Разумеется, такие вещи домоуправам не прощались, дело все же доходило до суда и отбывания вполне заслуженного наказания. К сожалению, среди таких ответственных работников было немало людей сильно пьющих, что притупляло их чувство меры и, соответственно, довольно ощутимо осложняло жизнь обычным коммунальным обывателям.
Случалось, разумеется, что домоуправов прятали за решетку практически ни за что. Время было неспокойное, с каждым советским жителем могло подобное случиться, и домоуправы, естественно, не были исключением. Бывали случаи, когда давали год за то, что в доме лопнула батарея. Какой-нибудь неаккуратный житель отправится в командировку – и не закроет в своей комнате окно. А отвечал домоуправ, так как «не проследил».

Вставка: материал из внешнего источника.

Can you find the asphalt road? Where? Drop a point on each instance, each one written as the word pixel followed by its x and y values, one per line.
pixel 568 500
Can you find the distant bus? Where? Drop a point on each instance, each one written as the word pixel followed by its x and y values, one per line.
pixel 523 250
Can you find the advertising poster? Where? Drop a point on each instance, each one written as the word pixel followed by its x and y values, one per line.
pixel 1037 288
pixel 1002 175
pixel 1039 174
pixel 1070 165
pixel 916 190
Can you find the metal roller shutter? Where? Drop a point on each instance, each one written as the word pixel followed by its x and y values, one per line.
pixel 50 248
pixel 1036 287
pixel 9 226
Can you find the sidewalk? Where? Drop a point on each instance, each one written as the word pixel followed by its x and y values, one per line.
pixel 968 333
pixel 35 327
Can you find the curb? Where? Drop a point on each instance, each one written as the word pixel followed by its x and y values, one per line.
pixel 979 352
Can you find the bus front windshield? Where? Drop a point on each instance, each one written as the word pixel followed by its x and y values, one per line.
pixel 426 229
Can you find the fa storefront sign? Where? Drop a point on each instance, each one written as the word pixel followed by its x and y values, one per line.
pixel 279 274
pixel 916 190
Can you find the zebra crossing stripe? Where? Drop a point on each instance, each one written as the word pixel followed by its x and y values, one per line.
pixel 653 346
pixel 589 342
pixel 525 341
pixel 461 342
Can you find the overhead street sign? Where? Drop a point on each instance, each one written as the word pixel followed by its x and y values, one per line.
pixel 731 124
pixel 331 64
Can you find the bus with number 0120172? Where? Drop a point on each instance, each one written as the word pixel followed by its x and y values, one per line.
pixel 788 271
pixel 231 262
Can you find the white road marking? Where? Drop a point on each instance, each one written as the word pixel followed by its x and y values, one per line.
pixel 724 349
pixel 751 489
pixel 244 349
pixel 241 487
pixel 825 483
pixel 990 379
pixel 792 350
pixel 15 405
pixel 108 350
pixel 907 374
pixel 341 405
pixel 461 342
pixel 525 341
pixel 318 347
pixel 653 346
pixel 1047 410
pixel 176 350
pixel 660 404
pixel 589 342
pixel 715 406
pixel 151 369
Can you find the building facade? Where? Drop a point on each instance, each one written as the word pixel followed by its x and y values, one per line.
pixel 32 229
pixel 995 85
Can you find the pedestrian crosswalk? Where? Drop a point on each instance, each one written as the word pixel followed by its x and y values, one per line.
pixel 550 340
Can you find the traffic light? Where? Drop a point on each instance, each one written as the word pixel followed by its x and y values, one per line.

Но в основном эта профессия была, конечно, в группе юридического риска.
Соседей душили подушками, подсыпали яд, просто жестоко избивали. Прочное место в коммунальном арсенале занимала уже упоминавшаяся печка-буржуйка. Вот рассказ одного доктора «Скорой помощи»:
«В квартирах появились печки (буржуйки), а с ними и пострадавшие от угара.
В связи с угарами д-р К. рассказывает случай “Скорой”.
Даем вызов к пяти пострадавшим от угара. В первой комнате окоченевший труп молодого человека в необычной позе. Труп упирается подбородком на стул, ноги на полу, одна рука загнута за спину, вторая на груди. Постель тщательно убрана, но на подушке следы засохшей слюны. В углу рассыпаны крупа и мука. В смежной комнате лежат четыре человека с компрессами на головах: молодой человек, его жена, теща и племянница. В комнате запах гари. Поза трупа (при отравлении окисью углерода он упал бы на руки, у него подогнулись бы колени), тщательно убранная постель, обстановка – все показалось д-ру К. подозрительным. Вызвал угрозыск. Оказалось: оба молодых человека не поделили продуктов, где-то добытых, и повздорили. Молодой человек из первой комнаты, холостой, лег соснуть. Второй, при помощи своей супруги, загнул ему руки за спину, перевернули и придушили подушкой. Истопили печку, устроили угар, труп положили в вышеупомянутую позу, прибрали тщательно постель и вызвали “Скорую”. Анализ крови потерпевшего подтвердил предположения К.».
Справедливости ради заметим, что описанный случай произошел в самом начале Великой Отечественной, когда уровень жизни значительно снизился. Но подобное могло произойти (и ведь наверняка происходило) и в мирное время.
В ход шли выкидные ножи и сапожные шила. Топор был как оружие неотразим, притом во всех смыслах этого грозного слова.